On March 1, Natick Common will be one of more than 75 sites across the country displaying a large heart-shaped garland of roses in recognition of those who have lost their lives to COVID-19.
The virus has claimed more than half a million lives in the United States, and five times that around the world.
The six-foot floral monument will be laid in Natick Center at 5pm on Monday, March 1, according to Natick resident Janice Vaughn, who reached out to the Floral Heart Project to bring the initiative here. It will remain on the Common until 5pm on March 8 as a symbol of remembrance for lives lost and support for those suffering.
“Our hope is that this memorial will serve as a sign of community support and be a place for all to share a memory, a prayer, or an intention,” Vaughn says.
Vaughn says she heard about the project from a friend in NYC and that it really touched her. “With this pandemic continuing to take lives, I feel like the stats are the news; the human tragedy at each of our doorsteps is incomprehensible – and, in the meantime, daily, people are suffering devastating loss alone and with limited, if any, family and community support,” she says.

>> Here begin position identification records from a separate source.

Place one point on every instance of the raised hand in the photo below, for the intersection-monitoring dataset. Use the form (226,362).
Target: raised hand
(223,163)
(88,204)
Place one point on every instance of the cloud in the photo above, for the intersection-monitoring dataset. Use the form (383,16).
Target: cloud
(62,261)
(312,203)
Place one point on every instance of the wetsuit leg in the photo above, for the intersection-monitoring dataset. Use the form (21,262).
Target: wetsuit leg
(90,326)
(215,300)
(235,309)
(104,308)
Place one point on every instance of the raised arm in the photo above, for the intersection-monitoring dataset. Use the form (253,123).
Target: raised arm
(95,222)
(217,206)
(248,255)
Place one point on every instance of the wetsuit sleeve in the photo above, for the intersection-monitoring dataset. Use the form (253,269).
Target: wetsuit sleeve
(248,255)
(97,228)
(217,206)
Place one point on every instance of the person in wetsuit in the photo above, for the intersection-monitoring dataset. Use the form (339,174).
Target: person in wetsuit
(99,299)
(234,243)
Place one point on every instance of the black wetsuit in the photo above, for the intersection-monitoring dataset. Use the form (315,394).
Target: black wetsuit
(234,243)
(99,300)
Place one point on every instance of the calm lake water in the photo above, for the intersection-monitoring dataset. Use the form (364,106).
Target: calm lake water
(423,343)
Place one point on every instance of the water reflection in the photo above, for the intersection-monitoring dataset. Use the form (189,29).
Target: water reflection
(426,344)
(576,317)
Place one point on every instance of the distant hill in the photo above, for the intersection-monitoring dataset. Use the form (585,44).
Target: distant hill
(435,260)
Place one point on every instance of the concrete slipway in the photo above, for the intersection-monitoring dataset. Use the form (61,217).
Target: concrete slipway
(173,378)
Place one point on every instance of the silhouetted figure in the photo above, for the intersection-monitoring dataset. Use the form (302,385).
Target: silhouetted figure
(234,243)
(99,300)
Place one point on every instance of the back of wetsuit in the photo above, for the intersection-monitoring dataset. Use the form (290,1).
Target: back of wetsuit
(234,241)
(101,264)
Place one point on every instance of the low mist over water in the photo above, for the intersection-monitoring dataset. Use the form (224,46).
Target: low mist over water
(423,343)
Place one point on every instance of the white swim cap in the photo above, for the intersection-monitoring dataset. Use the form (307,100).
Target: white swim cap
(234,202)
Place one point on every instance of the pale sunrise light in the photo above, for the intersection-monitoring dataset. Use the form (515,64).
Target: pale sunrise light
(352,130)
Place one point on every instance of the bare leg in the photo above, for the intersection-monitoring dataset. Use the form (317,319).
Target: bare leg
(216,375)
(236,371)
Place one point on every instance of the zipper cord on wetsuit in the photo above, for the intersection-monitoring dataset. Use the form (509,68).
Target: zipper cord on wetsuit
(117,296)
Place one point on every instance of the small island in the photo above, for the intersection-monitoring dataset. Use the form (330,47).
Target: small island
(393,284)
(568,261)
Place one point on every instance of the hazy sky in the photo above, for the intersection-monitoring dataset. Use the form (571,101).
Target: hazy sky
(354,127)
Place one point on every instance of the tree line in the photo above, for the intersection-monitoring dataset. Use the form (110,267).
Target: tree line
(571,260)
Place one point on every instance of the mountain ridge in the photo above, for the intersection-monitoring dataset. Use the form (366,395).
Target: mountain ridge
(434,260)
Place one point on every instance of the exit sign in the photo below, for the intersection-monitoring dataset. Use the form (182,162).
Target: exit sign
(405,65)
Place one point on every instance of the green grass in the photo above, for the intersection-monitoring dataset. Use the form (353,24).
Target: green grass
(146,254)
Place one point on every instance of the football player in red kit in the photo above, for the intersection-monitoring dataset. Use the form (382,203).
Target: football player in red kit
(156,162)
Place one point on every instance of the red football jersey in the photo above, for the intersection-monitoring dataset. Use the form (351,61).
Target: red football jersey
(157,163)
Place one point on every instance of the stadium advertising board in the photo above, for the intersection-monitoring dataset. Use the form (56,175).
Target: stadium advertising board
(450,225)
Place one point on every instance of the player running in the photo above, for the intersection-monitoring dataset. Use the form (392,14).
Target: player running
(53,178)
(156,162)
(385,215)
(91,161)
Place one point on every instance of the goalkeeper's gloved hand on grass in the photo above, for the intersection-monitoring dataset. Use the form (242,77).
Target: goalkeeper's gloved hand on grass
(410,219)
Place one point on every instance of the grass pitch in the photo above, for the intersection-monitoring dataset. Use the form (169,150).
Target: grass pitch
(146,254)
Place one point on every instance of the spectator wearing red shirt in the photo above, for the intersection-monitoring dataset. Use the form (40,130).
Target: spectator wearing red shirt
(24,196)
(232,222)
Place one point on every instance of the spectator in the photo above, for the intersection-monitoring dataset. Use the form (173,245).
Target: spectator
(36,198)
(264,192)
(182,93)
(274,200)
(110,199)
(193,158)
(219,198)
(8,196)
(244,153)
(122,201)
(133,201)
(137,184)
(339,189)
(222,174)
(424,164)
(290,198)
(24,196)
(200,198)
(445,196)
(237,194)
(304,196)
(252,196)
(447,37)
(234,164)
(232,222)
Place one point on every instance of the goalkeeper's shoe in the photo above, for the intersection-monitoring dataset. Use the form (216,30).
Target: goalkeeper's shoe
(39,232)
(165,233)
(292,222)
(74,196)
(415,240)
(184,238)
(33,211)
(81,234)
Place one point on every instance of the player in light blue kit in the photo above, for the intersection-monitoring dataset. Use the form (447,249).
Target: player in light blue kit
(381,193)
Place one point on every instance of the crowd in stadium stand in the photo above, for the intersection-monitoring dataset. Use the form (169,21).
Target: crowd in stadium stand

Like others, Vaughn’s family has felt the immediate effects of COVID-19 in terms of difficulty visiting older family members and supporting younger family members dealing with the challenges of remote school.
The vaccines bring Vaughn hope, though she worries about the longterm effects of the pandemic. “I fear for all those who are grieving a loss alone, knowing their loved one died a beyond terrifying death alone. I wonder if the repercussions of over one-half million deaths will be with us for a very long time in terms of mental health and sustained grief… That’s why I think small efforts like the Floral Heart Project are essential.”
Vaughn says the town has asked her not to encourage a big crowd on the Comon for obvious reasons, but she’s hoping people will have a chance to stop by while the display is there.
The Floral Heart Project began in New York City by artist Kristina Libby, and has been supported around the country by florists and volunteers.